Internally, ChunkedSeq is a sealed abstract class with three node types:

  • EmptyNode: the singleton empty sequence
  • Chunk: a contiguous Array[Any] slice holding up to 32 elements
  • Concat: a binary tree node pairing two subtrees with a cached total size

Elements live in bounded-size array chunks at the leaves. The balanced tree spine keeps structural operations at O(log N), while sequential iteration visits contiguous memory within each chunk for good cache behavior.
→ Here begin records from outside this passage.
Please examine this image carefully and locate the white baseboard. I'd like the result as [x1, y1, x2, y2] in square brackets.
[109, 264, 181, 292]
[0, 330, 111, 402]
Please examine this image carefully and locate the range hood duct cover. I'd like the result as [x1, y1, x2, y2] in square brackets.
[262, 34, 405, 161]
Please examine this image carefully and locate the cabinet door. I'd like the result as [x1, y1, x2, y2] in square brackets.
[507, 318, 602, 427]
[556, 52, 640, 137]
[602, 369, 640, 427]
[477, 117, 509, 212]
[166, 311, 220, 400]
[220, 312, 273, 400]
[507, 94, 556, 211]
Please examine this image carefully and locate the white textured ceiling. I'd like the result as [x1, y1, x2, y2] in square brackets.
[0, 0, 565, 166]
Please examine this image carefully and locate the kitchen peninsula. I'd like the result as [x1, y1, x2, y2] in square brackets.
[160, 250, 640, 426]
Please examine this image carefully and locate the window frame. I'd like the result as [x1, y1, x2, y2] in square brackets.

All operations are stack-safe.

Complexity

Operation Complexity Notes
:: / :+ / ++ O(1) Creates a Concat node; no copying
uncons / unsnoc O(log N) amortized Iterative, stack-safe
get / getUnsafe O(log N) @tailrec tree walk
take / drop / updated O(log N) Shares unaffected subtrees
foldLeft / toIterator / map O(N) Explicit stack; visits chunks contiguously
size / isEmpty O(1) Cached at each node

Cats typeclass instances

Provided with proper implicit priority via ChunkedSeqInstances0 / ChunkedSeqInstances1:

  • Monad, Alternative, Traverse, CoflatMap, FunctorFilter
  • Eq / PartialOrder / Order (when the element type supports it)
  • Monoid, Show

Implementation patterns

Follows existing conventions from TreeList and HashMap:

  • sealed abstract class with private[collections] internal subtypes
  • isInstanceOf / asInstanceOf over pattern matching for performance
  • @tailrec and explicit stacks for stack safety
  • Array[Any] + System.arraycopy for cache-friendly internals
  • Structure-preserving returns (filter returns this when nothing is removed)

What's included

File Lines Purpose
core/.../ChunkedSeq.scala 982 Core data structure, companion object, typeclass instances
scalacheck/.../ArbitraryChunkedSeq.scala 35 Arbitrary and Cogen instances for property-based testing
tests/.../ChunkedSeqSuite.scala 311 158 tests — law checking + property-based homomorphism tests
bench/.../ChunkedSeqBench.scala 149 JMH benchmarks vs List and Vector
docs/chunkedseq.md 137 Documentation page with scala mdoc examples
docs/directory.conf +1 Navigation entry for the new page

Testing

158 tests, all passing across Scala 2.12, 2.13, and 3.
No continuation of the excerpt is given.